Unexamined devotion can be tricky, and it’s good to question yourself here and there to be sure you’re heading in the right direction. But once you’ve decided to pursue that goal, dedication and determination may be exactly what you need to get there, especially when everyone’s telling you you’re crazy. Stick to your guns and one day, the Great Pumpkin will turn up as promised. (Kaizen-Muse Creativity Coaching™ is really great at helping you hang in there, by the way!)
On a side note, if you’ve not seen Linus singing “Every Little Thing She Does Is Magic,” you owe it to yourself! It’s better than Prozac.
Snoopy takes Halloween as far as he can. The World War I Flying Ace doesn’t just dress the part, he lives it. He climbs up on his doghouse and is off fighting the Red Baron and crossing rivers in Europe. There’s something fabulous about the way he immerses himself in his WWI identity and then lets it go when he doesn’t need it anymore, and it’s worth trying.

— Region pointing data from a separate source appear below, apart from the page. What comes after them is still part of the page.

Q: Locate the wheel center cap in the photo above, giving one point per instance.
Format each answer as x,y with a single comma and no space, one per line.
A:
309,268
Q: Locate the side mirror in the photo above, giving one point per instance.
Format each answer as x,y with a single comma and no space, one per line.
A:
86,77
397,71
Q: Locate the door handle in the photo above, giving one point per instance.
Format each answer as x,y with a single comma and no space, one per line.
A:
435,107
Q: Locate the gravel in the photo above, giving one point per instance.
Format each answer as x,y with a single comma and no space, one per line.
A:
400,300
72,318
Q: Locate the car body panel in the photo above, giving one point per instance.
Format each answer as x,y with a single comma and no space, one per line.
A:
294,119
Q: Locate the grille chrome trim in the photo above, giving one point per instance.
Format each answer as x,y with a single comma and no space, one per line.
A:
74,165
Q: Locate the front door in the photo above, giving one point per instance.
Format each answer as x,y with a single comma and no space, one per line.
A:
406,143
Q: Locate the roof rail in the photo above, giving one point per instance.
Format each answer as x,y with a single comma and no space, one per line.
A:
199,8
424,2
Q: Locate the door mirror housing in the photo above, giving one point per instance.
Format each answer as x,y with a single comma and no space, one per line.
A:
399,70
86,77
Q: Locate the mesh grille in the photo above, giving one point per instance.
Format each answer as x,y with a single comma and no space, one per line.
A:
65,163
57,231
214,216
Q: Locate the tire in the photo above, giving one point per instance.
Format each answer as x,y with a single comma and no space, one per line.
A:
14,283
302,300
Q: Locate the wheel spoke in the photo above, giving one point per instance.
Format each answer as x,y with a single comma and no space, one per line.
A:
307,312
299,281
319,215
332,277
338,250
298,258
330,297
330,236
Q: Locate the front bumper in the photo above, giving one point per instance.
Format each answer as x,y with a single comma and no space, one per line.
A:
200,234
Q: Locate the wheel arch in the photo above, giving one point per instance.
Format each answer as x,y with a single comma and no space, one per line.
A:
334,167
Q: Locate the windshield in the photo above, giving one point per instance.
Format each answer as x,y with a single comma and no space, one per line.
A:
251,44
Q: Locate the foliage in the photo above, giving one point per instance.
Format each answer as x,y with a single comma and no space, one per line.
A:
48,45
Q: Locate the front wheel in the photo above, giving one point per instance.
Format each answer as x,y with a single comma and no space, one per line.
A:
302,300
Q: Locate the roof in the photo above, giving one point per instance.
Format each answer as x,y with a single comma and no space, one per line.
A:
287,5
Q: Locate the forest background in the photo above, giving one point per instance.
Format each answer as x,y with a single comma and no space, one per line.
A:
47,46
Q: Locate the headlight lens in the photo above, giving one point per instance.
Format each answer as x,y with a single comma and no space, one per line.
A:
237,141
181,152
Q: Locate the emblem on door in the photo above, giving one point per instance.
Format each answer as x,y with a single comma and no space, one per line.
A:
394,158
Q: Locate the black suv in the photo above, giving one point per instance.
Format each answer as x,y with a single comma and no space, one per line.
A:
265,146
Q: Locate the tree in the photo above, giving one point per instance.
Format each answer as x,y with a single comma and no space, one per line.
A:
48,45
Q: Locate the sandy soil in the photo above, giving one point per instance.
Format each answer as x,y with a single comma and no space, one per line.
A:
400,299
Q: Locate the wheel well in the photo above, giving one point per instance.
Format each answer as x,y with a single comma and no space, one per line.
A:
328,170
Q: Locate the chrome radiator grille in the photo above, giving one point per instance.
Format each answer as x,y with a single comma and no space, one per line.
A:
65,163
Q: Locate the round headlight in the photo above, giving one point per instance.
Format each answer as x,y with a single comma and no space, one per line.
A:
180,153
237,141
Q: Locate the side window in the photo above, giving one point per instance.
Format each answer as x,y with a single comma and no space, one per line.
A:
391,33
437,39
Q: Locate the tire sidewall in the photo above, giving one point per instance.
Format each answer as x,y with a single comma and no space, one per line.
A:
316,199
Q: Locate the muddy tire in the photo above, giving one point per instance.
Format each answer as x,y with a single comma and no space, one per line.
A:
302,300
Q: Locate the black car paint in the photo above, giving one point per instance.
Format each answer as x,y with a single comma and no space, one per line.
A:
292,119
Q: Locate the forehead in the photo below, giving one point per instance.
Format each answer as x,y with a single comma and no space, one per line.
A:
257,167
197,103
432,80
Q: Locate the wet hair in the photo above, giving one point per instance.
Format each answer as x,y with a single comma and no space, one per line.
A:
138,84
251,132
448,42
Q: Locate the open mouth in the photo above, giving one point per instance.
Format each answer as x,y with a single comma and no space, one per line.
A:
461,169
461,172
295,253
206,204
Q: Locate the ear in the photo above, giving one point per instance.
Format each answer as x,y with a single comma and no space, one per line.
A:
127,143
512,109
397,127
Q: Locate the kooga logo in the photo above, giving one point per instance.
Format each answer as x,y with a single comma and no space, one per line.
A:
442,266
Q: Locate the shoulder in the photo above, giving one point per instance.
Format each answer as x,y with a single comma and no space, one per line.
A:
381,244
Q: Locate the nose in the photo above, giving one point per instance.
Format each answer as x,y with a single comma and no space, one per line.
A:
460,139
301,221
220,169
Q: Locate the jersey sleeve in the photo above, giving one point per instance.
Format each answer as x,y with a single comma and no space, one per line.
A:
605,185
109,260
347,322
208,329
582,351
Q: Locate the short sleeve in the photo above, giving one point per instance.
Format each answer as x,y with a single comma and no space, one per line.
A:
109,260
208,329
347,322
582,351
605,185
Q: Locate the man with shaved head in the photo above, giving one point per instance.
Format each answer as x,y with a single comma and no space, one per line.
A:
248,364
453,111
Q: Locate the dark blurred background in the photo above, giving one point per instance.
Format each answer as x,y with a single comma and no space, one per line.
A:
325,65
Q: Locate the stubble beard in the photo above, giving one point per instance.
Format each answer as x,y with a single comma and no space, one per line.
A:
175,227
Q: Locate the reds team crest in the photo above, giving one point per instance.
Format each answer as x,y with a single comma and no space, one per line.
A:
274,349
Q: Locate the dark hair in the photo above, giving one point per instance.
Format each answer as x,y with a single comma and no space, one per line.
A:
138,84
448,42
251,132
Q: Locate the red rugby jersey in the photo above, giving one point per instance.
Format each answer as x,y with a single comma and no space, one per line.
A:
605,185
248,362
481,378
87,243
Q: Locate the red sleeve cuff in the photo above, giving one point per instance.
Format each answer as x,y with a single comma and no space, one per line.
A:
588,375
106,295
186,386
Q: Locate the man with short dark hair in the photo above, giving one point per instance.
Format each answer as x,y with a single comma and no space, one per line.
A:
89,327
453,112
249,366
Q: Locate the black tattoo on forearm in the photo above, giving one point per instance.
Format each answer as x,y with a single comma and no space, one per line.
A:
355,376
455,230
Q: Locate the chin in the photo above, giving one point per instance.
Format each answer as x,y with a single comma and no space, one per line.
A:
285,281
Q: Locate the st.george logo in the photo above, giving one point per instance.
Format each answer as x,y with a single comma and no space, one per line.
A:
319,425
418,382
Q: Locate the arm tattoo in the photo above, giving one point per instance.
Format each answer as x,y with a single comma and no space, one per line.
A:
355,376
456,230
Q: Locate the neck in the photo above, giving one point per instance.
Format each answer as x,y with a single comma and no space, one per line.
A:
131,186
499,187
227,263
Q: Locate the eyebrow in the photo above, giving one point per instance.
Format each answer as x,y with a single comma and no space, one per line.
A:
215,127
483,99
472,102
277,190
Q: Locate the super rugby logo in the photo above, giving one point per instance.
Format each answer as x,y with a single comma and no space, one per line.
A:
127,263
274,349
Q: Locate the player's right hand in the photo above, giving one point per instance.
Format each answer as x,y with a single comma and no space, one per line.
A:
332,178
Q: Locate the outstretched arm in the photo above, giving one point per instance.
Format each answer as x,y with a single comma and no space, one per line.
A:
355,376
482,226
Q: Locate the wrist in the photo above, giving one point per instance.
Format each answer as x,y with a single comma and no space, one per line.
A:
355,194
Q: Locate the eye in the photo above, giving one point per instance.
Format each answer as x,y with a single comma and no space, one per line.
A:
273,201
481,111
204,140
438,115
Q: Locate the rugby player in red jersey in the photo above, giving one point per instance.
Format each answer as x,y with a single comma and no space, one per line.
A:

KMCC also uses this idea—we call it working with personas. Let’s say you’re trying out a new job, or a new creative project, and you’re feeling a little intimidated by it. “Am I really A Novelist?” you ask, feeling like a fake. If you can take five minutes to really let yourself be A Novelist, you can try the role on and see what happens. Maybe you turn into a caricature of the stereotypical novelist and have a good laugh at yourself. Maybe you find that you’re not sure what A Novelist feels like and decide that you want to try just being You, Writing a Book. Maybe you hit on unexpected inspiration. In any case, giving yourself permission to try something new on broadens your world and lets you taste that goal you’re aiming for.